The Counterfeiters - Andre Gide (French)
A book which engages the intellect. Ideas and feelings are observed meticulously. In the beginning there was some action and color, a spirit of adventure, and I enjoyed it; but in the second half it turned arid and leaden. The use of a writer’s journal to record events leached all liveliness from the narrative. Gide relied on too many plot coincidences to get characters where he wanted them; people appear and disappear; their motivations, even their personalities, shift. The homoerotic undertone never emerges from the shadows. Ideas and feelings pile up haphazardly while still being scrutinized laboriously. The seriousness and intelligence of it all began to seem ostentatious. There’s an iron-like rigidity to this book, due to its intellectual rigor – but the rigidity excludes the necessities of good fiction.
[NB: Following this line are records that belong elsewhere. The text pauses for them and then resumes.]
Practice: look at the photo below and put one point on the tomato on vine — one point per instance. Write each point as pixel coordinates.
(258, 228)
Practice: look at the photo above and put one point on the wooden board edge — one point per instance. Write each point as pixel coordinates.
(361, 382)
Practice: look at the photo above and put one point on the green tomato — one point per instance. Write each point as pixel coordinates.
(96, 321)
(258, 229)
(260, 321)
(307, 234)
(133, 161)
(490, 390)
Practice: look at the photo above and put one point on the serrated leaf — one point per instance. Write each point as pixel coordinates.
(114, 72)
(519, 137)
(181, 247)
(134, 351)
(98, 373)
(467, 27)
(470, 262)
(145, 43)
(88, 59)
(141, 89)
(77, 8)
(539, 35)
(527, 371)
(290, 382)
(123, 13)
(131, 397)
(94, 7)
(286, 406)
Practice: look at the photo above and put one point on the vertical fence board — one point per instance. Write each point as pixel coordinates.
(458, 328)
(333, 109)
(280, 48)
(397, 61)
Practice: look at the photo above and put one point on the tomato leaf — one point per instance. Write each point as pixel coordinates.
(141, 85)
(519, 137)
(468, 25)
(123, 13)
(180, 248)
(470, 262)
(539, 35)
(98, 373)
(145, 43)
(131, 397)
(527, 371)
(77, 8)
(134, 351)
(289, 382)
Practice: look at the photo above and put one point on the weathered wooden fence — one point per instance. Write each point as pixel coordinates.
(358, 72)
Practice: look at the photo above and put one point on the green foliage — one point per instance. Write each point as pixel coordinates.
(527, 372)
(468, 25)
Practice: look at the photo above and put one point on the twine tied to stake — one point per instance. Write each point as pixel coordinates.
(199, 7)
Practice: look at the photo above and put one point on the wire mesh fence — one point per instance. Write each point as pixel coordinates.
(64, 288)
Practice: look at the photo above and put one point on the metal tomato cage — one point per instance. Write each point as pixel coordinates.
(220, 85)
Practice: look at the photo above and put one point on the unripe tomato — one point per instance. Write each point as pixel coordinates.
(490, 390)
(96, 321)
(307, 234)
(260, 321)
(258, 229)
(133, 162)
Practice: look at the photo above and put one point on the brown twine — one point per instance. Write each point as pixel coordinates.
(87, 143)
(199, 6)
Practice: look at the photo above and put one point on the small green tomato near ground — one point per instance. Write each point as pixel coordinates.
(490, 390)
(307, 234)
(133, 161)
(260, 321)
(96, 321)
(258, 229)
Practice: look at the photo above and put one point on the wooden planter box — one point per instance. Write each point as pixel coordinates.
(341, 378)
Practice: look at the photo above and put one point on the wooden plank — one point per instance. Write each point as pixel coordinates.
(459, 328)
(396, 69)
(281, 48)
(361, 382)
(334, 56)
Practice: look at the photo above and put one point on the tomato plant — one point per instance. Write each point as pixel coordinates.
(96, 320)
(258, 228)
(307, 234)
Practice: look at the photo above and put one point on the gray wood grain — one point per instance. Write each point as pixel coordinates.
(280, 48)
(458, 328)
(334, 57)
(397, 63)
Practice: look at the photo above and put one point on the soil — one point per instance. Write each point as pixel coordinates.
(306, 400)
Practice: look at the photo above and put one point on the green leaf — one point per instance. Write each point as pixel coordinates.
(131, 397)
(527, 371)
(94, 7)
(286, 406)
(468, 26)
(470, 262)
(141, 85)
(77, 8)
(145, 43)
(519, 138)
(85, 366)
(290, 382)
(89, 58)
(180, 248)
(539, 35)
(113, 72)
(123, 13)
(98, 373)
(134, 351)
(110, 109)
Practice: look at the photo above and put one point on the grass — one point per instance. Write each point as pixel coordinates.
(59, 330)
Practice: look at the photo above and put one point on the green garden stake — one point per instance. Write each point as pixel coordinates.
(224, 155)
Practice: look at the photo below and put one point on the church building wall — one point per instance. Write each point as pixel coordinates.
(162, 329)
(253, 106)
Geniuses can go their own way, but I don’t think Gide was a genius.
The History Man - Malcolm Bradbury
An entertaining book, odd in purpose and structure. There’s much talk about abstract concepts and sociological ideas (though the characters doing the talking are flesh and blood creations). The dominant force is Howard Kirk, achieving his devious ends with an unflappable drive. I caught whiffs of evil from this master manipulator. I wanted him to get his comeuppance – and, maybe, at the end, he does. This ending is good, leaving one with conclusions and life histories to be mulled over beyond the last page. A problem is that the characters, once established, don’t change much, and even the secondary ones are unappetizing (while spouting theories about social and personal justice, they cannot act decently and seem to have no consciences). There’s a repellent feel to this book. But the repellent can be entertaining – up to a point. Bradbury was smart enough to put a halt to the proceedings before I became alienated.